After another rise of daily new cases more recently, a new set of coronavirus restrictions were introduced on the 17th of September, and again on the 28th of October, which primarily concern public places (libraries, restaurants, night clubs, religious institutions, universities, e.t.c) and are generally looser than the first ones. The implementation of these more recent lockdown measures, and specifically how much longer the cantonal administration waited to implement them, tells us something else about the government’s reaction to the virus: it is becoming less willing to impose harsh measures, most likely due to economic concerns.

 

The coronavirus has cost the entire Swiss government nearly 18 billion Francs up until this point, which isn’t even to mention the thousands of jobs in the service industry that the coronavirus has completely decimated. Overall, Vaud alone has expected to see a 5% decrease in GDP this quarter (which doesn’t sound like a lot but it very much is).

 

Consequently, in my opinion, the pandemic would have to get a lot worse before the canton goes into complete lockdown again. So far, there is no indication that this will happen any time soon, so, for now, we can breathe a sigh of relief.

 

The situation specific to schools, however, may be a little different. As it stands, I’m sure we’re all intimately familiar with the current coronavirus restrictions for schools: teachers and students are required to wear masks where a distance of 1.5 meters cannot be kept, disinfectant must be readily available, students may not share food, and students must remain seated if they want to remove their masks while eating (to name the important ones).

 

Considering the extent to which new cases primarily come from younger people, these relatively harsh measures are justifiable. They are also ineffective. Young people still constitute a disproportionate amount of new cases, and there has been no sign that restriction measures in schools are working. Hasher measures may be seen as warranted by the Swiss authorities.

 

A factor to consider in this is the aforementioned economic effect. Locking down schools wouldn’t have the same disastrous effect as a general lockdown of the economy. They don’t constitute an immediate essential service (in the same way that supermarkets do), and teachers are, by and large, employees of the state, which makes them easier to protect in the event of a lockdown.

 

The economic effect is not limited to within schools, however.
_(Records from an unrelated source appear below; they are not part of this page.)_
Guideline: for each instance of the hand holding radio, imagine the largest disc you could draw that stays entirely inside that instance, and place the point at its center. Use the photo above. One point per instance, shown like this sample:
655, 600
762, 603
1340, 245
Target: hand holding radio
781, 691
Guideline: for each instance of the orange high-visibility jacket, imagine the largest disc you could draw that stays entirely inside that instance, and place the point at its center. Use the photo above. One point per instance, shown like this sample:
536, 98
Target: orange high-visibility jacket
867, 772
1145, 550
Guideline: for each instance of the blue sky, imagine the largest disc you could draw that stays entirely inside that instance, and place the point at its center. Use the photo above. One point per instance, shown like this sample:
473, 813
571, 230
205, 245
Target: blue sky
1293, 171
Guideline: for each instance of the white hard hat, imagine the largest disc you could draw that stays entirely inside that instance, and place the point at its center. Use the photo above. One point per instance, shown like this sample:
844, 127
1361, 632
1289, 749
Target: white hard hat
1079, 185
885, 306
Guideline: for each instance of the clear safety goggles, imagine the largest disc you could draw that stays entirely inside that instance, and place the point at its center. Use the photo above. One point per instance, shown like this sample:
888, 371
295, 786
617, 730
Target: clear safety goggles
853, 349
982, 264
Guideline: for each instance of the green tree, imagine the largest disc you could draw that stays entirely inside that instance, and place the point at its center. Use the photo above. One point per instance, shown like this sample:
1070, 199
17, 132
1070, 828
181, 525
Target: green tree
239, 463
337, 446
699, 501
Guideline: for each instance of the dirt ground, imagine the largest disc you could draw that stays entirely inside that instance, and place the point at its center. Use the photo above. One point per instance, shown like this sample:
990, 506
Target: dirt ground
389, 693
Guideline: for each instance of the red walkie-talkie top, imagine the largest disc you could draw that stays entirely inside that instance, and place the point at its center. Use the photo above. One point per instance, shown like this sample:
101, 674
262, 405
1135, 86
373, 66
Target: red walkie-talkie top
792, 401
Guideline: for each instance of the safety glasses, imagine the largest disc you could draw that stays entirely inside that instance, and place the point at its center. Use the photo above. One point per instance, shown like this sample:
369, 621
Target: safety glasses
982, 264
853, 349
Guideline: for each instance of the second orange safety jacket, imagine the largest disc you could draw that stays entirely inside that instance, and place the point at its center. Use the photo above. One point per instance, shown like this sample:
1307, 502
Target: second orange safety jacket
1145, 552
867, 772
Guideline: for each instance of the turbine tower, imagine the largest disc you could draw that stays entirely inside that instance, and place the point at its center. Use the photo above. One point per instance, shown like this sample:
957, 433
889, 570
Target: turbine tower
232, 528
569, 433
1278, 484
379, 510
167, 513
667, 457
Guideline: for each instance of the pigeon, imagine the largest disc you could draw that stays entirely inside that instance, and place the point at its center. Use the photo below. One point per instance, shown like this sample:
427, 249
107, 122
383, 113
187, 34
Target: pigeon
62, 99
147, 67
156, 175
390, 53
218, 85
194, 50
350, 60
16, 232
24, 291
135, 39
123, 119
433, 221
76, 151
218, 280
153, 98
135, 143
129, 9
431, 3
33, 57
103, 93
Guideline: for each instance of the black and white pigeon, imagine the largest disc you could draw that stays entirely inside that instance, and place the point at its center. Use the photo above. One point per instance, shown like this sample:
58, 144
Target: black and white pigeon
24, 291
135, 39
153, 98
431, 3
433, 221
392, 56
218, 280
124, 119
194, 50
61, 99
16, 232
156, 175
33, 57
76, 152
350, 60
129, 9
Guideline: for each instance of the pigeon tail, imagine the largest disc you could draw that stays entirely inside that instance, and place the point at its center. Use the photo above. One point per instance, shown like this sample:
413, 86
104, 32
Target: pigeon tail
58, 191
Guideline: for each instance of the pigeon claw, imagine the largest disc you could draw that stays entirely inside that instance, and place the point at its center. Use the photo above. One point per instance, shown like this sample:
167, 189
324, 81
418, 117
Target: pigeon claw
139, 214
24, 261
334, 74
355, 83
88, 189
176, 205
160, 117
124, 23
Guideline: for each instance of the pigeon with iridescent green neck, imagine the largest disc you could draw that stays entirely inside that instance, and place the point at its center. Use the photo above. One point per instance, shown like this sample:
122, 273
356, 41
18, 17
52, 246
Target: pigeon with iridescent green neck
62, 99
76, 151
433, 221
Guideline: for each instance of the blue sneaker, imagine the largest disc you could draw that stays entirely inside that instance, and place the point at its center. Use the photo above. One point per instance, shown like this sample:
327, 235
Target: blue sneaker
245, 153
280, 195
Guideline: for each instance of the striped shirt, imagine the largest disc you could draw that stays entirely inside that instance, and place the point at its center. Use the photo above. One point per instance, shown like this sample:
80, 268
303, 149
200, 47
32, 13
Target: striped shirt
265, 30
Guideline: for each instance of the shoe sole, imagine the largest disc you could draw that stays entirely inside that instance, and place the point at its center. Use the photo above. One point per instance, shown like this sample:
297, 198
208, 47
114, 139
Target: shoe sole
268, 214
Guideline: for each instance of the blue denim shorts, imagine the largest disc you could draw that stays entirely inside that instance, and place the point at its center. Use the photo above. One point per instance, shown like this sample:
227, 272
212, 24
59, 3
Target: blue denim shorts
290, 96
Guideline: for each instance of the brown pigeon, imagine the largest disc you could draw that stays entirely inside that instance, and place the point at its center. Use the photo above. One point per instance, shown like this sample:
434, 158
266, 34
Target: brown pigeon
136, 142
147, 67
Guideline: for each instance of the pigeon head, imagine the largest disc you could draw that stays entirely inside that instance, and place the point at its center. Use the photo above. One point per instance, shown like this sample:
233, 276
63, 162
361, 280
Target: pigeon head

Younger children, in particular, are difficult to take care of, especially if both parents continue to work during a school shutdown, and so schools may stay open for them by virtue of sheer necessity. After all, requiring large swathes of the population to stay home to take care of their children is both economically and politically expensive. The older students, however, and those in post-compulsory education especially (those of us in year 11 and above), have a reason to be worried, since there is less of a concern about the immediate safety of the child when home alone.

 

Our one potential saving grace is that students in public schools (which, we must remind ourselves, are the people who lawmakers primarily have in mind when creating these policies) were not able to learn any new material during the first lockdown (between March and August). A second lockdown would put Swiss children even further behind. Once again, however, we must remember that most of high school at ISL is in post-compulsory education. There is less pressure for the relatively small number of students who are still in school at this point to keep up with school curricula, so we will likely be the first on the chopping block if schools do close.

 

The most recent set of coronavirus restrictions imposed has so far avoided shutting down schools, but it remains to be seen whether they are effective. If not, there is a high chance that all non-compulsory education, if not all education, will be moved online.

 

Overall, the probability of the school being shut down depends almost entirely on new daily cases among young people, and ultimately, therefore, our compliance with the lockdown measures that the government has imposed.